John Carlos Baez on Nostr: I love fun little facts like this. It may seem mysterious at first, but it's really ...

I love fun little facts like this. It may seem mysterious at first, but it's really just basic algebra!

To see this fact, take the Riemann zeta function

ζ(s) = 1/1ˢ + 1/2ˢ + 1/3ˢ + 1/4ˢ+ ....

and square it out:

ζ(s)² = (1/1ˢ + 1/2ˢ + 1/3ˢ + 1/4ˢ+ ....)(1/1ˢ + 1/2ˢ + 1/3ˢ + 1/4ˢ+ ....)

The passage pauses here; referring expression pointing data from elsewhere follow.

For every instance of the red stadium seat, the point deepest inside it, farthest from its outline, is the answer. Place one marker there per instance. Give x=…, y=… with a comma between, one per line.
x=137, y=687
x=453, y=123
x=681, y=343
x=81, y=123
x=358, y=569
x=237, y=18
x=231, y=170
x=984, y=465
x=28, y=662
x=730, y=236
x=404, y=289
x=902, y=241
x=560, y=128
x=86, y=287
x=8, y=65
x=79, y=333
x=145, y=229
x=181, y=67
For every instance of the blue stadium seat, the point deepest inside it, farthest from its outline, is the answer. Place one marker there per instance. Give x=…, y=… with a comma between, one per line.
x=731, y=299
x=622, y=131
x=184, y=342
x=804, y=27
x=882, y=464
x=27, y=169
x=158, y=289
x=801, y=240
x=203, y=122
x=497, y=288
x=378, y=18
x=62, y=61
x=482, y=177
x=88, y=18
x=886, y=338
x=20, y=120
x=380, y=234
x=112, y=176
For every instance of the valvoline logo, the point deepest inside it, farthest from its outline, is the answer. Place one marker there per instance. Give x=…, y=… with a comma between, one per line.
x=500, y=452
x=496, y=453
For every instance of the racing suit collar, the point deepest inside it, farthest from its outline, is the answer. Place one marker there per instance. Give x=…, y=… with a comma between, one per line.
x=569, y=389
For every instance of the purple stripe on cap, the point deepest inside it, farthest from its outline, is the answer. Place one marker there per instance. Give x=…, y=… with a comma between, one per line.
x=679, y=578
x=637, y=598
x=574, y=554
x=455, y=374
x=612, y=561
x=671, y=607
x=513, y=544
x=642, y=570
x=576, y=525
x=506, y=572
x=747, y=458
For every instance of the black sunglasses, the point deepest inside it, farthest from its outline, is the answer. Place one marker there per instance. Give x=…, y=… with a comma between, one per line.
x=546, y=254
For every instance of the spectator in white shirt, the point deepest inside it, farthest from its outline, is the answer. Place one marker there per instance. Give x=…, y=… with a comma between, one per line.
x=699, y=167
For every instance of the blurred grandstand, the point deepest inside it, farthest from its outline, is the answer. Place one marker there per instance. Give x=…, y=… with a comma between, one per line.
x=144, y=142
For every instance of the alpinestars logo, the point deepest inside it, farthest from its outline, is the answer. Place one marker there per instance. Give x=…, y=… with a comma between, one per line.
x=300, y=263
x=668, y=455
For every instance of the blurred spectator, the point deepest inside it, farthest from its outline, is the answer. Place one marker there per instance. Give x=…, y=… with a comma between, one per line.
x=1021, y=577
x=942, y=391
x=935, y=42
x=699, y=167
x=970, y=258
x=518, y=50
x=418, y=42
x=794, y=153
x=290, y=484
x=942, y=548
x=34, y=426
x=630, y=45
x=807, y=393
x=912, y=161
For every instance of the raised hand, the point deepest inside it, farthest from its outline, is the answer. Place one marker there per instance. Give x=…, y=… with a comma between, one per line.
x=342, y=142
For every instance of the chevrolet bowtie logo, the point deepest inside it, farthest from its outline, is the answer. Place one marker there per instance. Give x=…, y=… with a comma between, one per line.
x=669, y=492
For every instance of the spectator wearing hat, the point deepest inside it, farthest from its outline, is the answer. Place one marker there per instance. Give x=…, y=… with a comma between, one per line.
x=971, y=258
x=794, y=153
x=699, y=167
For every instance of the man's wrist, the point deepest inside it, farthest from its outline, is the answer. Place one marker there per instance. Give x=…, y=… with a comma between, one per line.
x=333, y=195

= 1/1ˢ + 1/2ˢ + 1/3ˢ + 1/4ˢ+ ...
+1/2ˢ + 1/4ˢ + 1/6ˢ + 1/8ˢ+ ...
+1/3ˢ + 1/6ˢ + 1/9ˢ + 1/12ˢ+ ...
+1/4ˢ + 1/8ˢ + 1/12ˢ + 1/16ˢ+ ...

Notice you get 1/1ˢ just once here, but 1/2ˢ twice, and 1/3ˢ twice, and 1/4ˢ three times, and... see the pattern?

You get a term equal to 1/nˢ for each way you can write n as a product of two natural numbers! So you get the number of divisors of n times 1/nˢ.